OK now we are ready to dive into the world of NoSQL inside of JavaScript and look at what PLV8 can do for us. The biggest criticism we would usually take for adding NoSQL into our Data Model was about how non-standard and cumbersome it was for us to use PostgreSQL JSON functions to play around with the NoSQL data. And yes it isn’t pretty and neither is it a standardized approach that someone from the world of Oracle or SQL Server could easily familiarise themselves with. Say hello to the PLV8 extension! Now we have a standard programming language called JavaScript that is understood and known by a large group of developers. The adventurous kinds in the area of RDBMS have at some point or the other dipped their toes in NoSQL and encountered JavaScript along the way. Those were the ones I convinced on exploring PLV8 – and eureka! – in a short amount of time we had a good chunk of functions written in JavaScript living right beside the traditional PL/pgSQL functions.

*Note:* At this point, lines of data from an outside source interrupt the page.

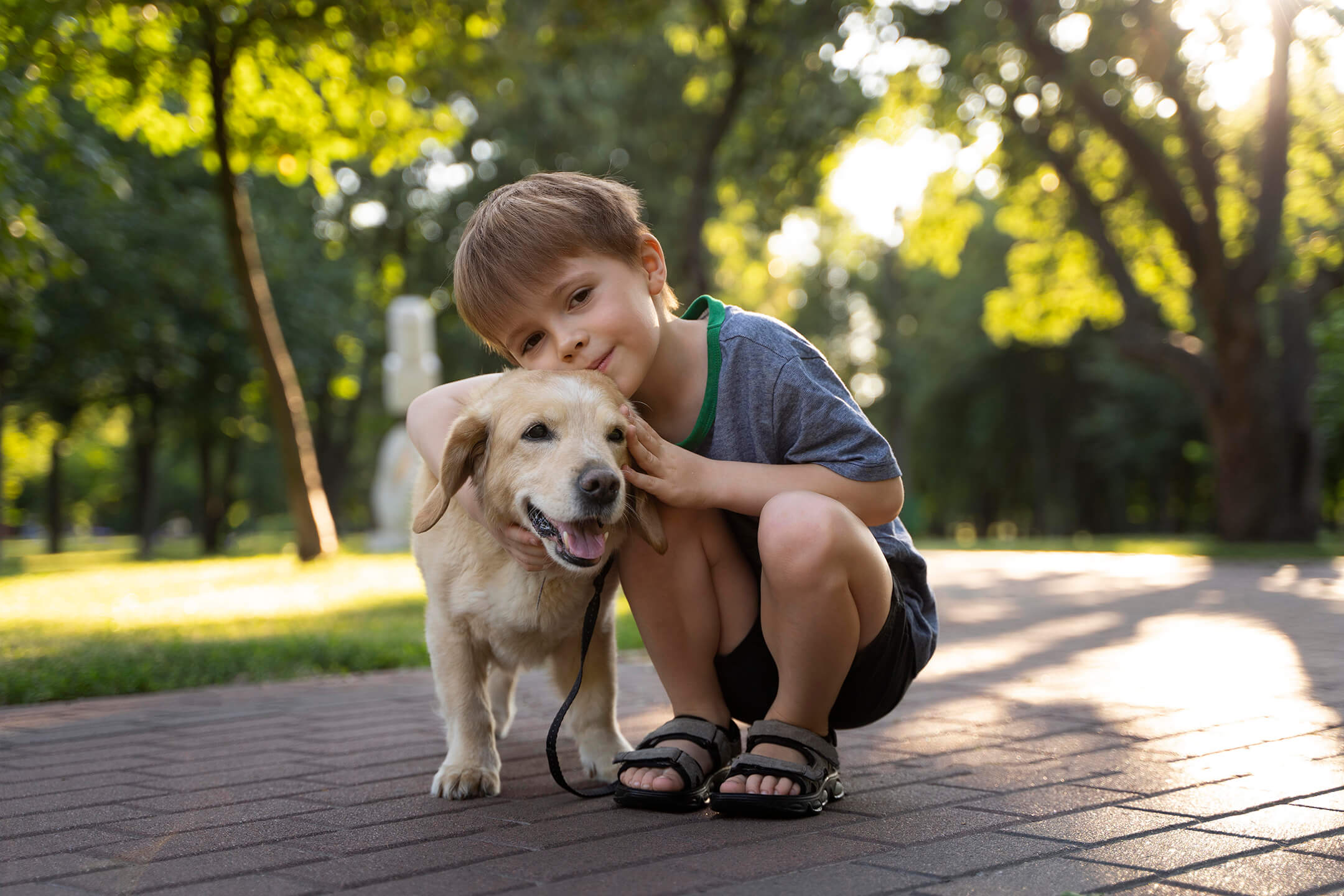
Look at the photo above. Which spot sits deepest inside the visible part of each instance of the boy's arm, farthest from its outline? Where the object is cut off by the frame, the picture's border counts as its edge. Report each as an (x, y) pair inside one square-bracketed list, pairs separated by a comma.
[(431, 417), (427, 422), (683, 478)]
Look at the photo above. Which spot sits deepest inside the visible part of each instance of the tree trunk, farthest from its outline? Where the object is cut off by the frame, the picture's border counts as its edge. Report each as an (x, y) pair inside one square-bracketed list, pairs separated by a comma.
[(146, 427), (315, 530), (702, 180), (1265, 453), (54, 516)]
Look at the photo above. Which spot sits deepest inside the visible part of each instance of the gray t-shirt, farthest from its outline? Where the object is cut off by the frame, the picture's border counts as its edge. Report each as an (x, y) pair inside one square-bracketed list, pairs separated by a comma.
[(772, 398)]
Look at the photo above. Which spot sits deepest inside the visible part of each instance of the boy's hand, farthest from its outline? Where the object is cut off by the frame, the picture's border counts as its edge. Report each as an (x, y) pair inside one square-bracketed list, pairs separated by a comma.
[(670, 472)]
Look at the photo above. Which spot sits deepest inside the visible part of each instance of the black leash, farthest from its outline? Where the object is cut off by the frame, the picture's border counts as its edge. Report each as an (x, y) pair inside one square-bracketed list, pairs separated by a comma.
[(589, 627)]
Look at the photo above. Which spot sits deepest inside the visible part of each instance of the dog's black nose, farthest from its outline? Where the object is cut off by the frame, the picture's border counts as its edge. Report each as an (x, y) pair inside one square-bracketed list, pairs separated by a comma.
[(600, 484)]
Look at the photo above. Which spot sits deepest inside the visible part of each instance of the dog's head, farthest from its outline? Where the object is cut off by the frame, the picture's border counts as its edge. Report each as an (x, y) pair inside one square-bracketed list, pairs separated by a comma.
[(544, 450)]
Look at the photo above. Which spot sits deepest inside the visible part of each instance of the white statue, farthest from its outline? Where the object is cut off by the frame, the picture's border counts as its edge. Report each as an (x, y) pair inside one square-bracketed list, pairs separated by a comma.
[(410, 367)]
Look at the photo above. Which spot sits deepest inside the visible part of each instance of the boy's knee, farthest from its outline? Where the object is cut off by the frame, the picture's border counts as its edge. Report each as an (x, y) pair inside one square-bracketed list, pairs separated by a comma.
[(801, 533)]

OK enough, show me how it’s done

Step 1.
Add the PLV8 extension to your PostgreSQL database.

CREATE EXTENSION plv8;

Step 2.
Write your first function!

CREATE OR REPLACE FUNCTION public.getreviews(postid bigint)
 RETURNS json
 LANGUAGE 'plv8'

COST 100
 VOLATILE 
AS $BODY$


var plan = plv8.prepare('SELECT COALESCE(reviews, \'[]\'::jsonb) as reviews FROM posts WHERE id = $1', ['bigint']);
 var reviews = plan.execute([i_postsid])[0].reviews;
 for (var index = 0; index < reviews.length; index++) {
    var review = reviews[index];
    //do something with your review object
 }
 return reviews;

$BODY$;

What the above function achieves is simply take a postid and return all the reviews in a NoSQL field. But if you are a JavaScript junkie, then you already know how to open the pandora’s box now! You can manipulate the JSON way more easily compared to using inbuilt JSON functions in PostgreSQL and pass it around. In the above example, note the few things of importance. Number one is the plv8 object which acts as our bridge to the PostgreSQL database. Second is the fact that your regular PL/pgSQL is no more a first class citizen within those $BODY$ start and end markers. We have gone JavaScript!

I have kept this short to serve as an introduction and motivational to help interested developers push the NoSQL agenda. Cheers!